①W君が手を尽くして贈ってくれた品物は、いずれも自分には到底釣り合わないほど立派なものに思え、自分を厚遇しようとするW君の熱意を過剰なものに感じてとまどっている。
②W君の見繕ってくれた羽織はもちろん、自ら希望した時計にも実はさしたる必要を感じていなかったのに、W君がその贈り物をするために評判を落としたことを、申し訳なくももったいなくも感じている。
③W君が羽織を贈ってくれたことに味をしめ、続いて時計までも希望し、高価な品々をやすやすと手に入れてしまった欲の深さを恥じており、W君へ向けられた批判をそのまま自分にも向けられたものと受け取っている。
④立派な羽織と時計とによって一人前の体裁を取り繕うことができたものの、それらを自分の力では手に入れられなかったことを情けなく感じており、W君の厚意にも自分へ向けられた哀れみを感じ取っている。
⑤頼んだわけでもないのに自分のために奔走してくれるW君に対する周囲の批判を耳にするたびに、W君に対する申し訳なさを感じたが、同時にその厚意には見返りを期待する底意を察知している。
 
 正解は①であるが、これは消去法的にこれ以外は考えられないという選択肢であって、該当箇所を十全に説明しているかと言うと疑問である。たとえば「自分を厚遇しようとするW君の熱意を過剰なものに感じてとまどっている。」とあるが、施しの過剰さが「厚遇しようとする」意図によるものかどうかは、 問題文からは判断できない。(W君は単に人間として当たり前のことをやっているつもりだったかもしれない。

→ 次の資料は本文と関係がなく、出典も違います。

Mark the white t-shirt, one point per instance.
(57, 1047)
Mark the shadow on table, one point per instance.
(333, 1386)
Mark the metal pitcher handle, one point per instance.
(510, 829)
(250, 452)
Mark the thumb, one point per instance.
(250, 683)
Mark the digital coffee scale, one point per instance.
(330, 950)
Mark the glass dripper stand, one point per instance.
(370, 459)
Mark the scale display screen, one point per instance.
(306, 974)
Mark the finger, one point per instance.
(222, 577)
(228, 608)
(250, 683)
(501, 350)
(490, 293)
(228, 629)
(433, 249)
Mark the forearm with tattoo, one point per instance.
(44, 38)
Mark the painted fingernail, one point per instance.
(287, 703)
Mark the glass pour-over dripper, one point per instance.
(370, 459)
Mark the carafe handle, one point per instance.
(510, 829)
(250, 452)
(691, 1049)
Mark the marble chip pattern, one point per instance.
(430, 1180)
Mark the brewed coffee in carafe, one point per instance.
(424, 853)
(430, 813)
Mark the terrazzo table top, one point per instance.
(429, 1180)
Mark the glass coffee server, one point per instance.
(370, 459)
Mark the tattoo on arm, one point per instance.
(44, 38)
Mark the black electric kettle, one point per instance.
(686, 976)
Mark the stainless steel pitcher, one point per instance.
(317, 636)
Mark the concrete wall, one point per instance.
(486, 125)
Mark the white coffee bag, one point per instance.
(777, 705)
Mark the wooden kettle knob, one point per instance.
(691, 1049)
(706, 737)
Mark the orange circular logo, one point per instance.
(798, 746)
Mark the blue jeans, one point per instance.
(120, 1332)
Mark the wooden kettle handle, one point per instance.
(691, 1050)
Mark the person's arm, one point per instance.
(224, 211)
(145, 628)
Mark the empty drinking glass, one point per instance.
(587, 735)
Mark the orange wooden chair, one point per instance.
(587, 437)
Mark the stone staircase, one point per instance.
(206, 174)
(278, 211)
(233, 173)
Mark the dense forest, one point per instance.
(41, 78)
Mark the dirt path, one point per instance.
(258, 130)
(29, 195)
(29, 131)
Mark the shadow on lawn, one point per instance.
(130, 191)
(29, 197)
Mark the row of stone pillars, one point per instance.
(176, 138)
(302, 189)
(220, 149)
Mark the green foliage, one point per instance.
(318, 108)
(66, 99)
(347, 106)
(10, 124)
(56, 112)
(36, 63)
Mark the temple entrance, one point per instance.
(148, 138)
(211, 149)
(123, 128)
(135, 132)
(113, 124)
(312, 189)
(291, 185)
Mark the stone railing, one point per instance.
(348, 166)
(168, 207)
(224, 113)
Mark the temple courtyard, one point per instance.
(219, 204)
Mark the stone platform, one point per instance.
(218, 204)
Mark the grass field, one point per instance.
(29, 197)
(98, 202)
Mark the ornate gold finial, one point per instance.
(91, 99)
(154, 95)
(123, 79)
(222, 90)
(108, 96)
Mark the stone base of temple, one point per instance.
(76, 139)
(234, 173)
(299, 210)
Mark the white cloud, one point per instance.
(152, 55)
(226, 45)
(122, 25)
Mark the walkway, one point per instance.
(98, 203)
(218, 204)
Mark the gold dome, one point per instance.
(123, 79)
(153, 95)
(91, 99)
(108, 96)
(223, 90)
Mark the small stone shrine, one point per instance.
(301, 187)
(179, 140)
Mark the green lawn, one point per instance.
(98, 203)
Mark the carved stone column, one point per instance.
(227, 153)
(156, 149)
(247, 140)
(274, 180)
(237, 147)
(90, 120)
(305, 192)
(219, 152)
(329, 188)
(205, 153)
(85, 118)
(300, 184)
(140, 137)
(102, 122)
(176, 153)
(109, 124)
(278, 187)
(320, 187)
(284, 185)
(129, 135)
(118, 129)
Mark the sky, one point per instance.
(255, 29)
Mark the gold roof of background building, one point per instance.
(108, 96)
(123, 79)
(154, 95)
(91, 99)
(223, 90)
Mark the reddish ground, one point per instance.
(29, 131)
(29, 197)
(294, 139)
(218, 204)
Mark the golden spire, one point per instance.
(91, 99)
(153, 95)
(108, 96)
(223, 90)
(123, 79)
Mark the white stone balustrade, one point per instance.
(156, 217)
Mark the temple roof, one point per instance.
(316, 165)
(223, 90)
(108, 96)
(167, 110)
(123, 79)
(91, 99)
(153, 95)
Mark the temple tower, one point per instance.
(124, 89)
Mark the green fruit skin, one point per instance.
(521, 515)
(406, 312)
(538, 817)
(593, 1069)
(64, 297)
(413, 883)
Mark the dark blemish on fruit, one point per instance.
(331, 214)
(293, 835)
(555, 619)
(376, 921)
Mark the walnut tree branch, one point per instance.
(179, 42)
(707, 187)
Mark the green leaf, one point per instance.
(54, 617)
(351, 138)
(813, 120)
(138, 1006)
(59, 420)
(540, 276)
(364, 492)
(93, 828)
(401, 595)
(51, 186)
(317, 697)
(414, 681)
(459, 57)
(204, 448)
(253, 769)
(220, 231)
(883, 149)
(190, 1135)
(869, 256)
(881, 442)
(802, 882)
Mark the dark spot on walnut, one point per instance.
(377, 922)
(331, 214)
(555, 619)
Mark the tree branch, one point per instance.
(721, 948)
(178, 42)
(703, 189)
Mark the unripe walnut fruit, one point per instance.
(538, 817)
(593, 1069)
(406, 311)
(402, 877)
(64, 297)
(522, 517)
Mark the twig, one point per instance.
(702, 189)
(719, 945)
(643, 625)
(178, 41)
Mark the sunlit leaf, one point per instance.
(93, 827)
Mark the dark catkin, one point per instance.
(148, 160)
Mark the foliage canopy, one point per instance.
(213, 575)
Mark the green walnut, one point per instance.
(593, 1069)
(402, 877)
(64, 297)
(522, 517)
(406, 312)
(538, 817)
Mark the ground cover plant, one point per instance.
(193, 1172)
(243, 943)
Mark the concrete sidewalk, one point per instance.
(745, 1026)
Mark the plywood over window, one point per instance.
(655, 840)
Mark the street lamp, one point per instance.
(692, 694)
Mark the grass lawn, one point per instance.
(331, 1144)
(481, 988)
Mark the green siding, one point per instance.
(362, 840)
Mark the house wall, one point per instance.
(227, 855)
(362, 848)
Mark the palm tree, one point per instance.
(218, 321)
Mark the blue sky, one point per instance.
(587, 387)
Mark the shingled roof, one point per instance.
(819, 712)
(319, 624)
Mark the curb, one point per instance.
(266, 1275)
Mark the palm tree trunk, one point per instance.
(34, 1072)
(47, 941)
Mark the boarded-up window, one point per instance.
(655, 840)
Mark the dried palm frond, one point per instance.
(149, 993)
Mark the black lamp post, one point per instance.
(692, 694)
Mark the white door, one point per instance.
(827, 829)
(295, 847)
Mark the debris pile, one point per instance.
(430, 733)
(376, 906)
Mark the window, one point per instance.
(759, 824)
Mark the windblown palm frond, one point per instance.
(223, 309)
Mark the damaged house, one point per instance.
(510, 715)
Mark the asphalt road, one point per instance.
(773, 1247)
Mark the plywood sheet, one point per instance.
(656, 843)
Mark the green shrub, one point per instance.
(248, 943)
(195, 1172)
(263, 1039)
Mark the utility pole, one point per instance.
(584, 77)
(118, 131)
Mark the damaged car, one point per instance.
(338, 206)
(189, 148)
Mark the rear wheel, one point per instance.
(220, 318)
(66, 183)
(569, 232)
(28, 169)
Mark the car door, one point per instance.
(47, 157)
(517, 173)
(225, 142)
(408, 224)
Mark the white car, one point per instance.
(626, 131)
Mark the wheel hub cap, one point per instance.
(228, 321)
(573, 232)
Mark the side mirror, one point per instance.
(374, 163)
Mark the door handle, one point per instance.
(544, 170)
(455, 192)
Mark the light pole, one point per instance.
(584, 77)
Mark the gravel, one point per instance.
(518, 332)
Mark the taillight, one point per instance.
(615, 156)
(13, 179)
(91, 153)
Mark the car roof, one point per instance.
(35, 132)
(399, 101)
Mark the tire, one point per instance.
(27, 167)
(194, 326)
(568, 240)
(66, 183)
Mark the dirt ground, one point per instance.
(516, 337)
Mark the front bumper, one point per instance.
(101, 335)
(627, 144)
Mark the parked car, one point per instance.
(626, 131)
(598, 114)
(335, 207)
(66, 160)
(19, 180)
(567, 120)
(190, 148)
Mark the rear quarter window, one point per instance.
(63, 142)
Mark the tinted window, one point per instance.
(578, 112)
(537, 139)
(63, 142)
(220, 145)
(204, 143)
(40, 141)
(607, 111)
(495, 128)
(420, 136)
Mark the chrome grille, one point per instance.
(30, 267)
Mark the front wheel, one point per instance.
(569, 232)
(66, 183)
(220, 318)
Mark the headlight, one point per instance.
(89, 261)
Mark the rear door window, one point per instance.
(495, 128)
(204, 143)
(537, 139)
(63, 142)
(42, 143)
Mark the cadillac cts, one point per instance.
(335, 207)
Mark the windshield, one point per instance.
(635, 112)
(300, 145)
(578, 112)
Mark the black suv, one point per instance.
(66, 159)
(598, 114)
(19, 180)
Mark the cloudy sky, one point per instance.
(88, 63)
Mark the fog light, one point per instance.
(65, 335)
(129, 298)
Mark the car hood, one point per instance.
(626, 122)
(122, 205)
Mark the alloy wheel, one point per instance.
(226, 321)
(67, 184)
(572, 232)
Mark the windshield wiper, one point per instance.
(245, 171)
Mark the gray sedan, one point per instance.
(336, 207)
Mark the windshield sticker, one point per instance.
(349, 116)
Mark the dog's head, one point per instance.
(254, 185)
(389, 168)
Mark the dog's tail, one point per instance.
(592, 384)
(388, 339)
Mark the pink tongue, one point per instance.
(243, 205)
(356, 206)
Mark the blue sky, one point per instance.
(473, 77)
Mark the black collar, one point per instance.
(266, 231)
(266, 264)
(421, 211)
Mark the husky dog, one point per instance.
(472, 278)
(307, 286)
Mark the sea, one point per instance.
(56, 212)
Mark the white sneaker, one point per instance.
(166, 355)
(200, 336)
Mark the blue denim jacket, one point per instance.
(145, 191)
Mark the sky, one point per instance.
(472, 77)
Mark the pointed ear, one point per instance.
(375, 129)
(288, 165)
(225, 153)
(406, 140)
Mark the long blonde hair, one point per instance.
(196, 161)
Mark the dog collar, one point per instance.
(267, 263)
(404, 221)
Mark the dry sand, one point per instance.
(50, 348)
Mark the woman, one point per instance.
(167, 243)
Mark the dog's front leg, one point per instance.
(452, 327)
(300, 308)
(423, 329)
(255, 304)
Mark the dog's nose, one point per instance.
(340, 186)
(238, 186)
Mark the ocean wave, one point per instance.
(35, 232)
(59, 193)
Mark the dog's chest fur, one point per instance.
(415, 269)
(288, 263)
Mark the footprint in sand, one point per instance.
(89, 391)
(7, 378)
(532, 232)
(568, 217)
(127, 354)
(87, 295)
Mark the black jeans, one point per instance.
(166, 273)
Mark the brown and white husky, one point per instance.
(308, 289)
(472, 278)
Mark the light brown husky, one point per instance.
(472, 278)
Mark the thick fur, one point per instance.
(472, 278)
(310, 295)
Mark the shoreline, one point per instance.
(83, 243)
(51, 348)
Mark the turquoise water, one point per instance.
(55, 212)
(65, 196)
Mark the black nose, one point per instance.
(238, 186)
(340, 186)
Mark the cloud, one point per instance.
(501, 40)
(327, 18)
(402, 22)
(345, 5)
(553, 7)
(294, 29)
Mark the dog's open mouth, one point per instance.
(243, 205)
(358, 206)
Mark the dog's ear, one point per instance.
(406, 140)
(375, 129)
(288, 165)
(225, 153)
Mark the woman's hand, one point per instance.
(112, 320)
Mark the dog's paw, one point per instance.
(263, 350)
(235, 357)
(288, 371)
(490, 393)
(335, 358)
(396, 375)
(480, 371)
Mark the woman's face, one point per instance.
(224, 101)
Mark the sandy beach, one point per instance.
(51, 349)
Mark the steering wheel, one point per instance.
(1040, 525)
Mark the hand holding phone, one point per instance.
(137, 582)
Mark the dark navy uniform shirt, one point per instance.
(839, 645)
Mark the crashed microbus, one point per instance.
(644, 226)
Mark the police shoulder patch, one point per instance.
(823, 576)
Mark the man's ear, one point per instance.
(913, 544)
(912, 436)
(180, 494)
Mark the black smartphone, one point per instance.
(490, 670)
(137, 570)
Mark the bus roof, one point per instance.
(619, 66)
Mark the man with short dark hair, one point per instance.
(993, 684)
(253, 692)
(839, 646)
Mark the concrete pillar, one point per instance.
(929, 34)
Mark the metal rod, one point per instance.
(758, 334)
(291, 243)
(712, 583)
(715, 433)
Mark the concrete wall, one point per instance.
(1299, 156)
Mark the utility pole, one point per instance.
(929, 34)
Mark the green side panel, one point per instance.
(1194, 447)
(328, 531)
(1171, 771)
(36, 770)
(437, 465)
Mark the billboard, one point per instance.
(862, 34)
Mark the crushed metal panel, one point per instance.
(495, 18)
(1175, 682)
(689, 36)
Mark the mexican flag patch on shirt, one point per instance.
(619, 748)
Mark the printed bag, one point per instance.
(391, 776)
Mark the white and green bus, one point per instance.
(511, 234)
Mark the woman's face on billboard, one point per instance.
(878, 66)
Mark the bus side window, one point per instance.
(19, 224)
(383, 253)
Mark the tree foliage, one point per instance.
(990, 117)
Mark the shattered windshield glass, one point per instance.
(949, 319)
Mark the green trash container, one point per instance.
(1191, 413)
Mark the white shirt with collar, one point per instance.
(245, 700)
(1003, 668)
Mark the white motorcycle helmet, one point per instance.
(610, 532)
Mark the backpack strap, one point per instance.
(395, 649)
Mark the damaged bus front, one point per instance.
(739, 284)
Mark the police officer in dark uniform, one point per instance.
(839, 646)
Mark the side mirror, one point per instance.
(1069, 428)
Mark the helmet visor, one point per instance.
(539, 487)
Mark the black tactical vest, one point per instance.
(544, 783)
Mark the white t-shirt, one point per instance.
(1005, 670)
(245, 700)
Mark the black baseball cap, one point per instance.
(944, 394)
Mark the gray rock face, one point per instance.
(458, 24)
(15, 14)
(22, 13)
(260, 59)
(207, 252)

)またそもそも、「とまどっている」という言葉が、はたして「一種の重苦しい感情」の説明となっているかどうかという、一番大きな問題がある。
 「なんだかやましいような気恥しいような、 訳のわからぬ一種の重苦しい感情を起させる」というのは、過剰な恩に対する心理的圧迫感である。そのような恩は一種の負債のように感じられるからである。じっさい問題の箇所の少し後には、こんな記述がある。
 
 これがなかったなら、私はもっと素直な自由な気持になって、時々W君を訪れることも出来たであろうと、今になって思われる。何故というに、私はこの二個の物品を持って居るので、常にW君から恩恵的債務を負うて居るように感ぜられたからである。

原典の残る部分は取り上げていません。